Os investimentos já aparecem por toda parte. O projeto Rio AI City, um campus de inteligência artificial na região do Parque Olímpico, que pretende ser o maior hub de data centers da América Latina, terá investimentos iniciais de R$ 5 bilhões pela Elea Data Centers. No total, a primeira fase alcançará 1,5 GW de capacidade energética, com potencial de expansão para até 3,2 GW no futuro.

Alessandro Lombardi, Chairman da Elea Data Centers, afirma que o Brasil é o único país do G20 que tem matriz energética predominantemente renovável, após duas décadas de incentivos. E os data centers podem agora gerar demanda por essa energia limpa, colocando o país em posição de vantagem.

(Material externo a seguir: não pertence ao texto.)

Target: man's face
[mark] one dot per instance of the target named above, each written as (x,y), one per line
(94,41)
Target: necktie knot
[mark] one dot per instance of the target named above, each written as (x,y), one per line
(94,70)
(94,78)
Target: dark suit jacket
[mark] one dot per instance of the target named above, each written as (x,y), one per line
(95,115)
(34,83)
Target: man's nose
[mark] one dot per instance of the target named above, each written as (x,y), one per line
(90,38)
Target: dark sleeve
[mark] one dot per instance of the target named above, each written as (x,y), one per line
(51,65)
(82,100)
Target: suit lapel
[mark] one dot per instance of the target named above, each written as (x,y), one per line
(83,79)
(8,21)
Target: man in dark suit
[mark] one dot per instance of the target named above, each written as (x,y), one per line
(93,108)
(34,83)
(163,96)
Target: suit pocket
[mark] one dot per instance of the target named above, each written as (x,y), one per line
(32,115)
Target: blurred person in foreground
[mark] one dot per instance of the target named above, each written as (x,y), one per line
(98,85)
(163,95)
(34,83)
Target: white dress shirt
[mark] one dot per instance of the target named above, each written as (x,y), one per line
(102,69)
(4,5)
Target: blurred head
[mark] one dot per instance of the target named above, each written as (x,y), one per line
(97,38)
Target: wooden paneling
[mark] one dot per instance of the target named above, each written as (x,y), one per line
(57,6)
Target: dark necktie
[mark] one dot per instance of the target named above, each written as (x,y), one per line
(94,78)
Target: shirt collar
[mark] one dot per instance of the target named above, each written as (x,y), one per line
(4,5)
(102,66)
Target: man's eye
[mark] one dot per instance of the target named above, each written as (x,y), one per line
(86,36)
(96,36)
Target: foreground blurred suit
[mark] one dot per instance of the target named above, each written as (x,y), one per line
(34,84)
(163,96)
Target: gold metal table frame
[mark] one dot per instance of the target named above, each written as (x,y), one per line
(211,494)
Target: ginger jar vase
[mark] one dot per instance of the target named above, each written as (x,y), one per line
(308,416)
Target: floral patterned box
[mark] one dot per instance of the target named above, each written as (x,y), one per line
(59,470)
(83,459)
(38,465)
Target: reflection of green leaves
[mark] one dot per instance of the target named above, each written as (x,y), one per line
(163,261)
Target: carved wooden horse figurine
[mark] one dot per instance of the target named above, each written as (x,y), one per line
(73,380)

Ele diz que não só a energia limpa é um fator de atração para o Brasil, mas o país é estratégico porque detém 60% do mercado de data centers da América Latina e um mercado consumidor com 220 milhões de habitantes:

"Em razão disso, as big techs precisam alocar serviços no país para atender aos consumidores locais. Trazer essa infraestrutura digital para o Brasil significa melhorar a latência, ou seja, o tempo de resposta entre os dados e os servidores e, consequentemente, isso impacta na experiência dos usuários finais. No caso das aplicações de IA, essa rapidez no tempo de resposta se torna ainda mais essencial."

Marco Alberto Silva, fundador e presidente do Grupo Engemon, especialista em construção, infraestrutura e operação de data centers, vê uma aceleração na busca por data centers e tem seis projetos em construção nos estados do Rio, São Paulo, Sergipe e Brasília, historicamente, o maior número de sua carteira. Só na construção civil o investimento soma R$ 1 bilhão nos próximos 16 a 18 meses.

"Além da matriz energética, o país apresenta crescimento acelerado na adoção de serviços em nuvem, e-commerce e transformação digital. Os data centers aqui operam com menor pegada de carbono e com custos operacionais mais baixos em relação a seus pares no mercado global" diz o presidente da Engemon.

Linhas de transmissão
A geradora de energia renovável Casa dos Ventos obteve duas liberações importantes ligadas ao sistema elétrico para prosseguir com um projeto de data center de 300 megawatts (MW) no complexo portuário do Pecém (CE), com investimentos estimados em R$50 bilhões. A empresa estima a geração de mais de 20 mil empregos diretos e indiretos, além da criação de um novo polo de infraestrutura digital, que ajuda o desenvolvimento da Região Nordeste, especialmente do estado do Ceará. O projeto terá baixo consumo de água, com uma tecnologia inovadora.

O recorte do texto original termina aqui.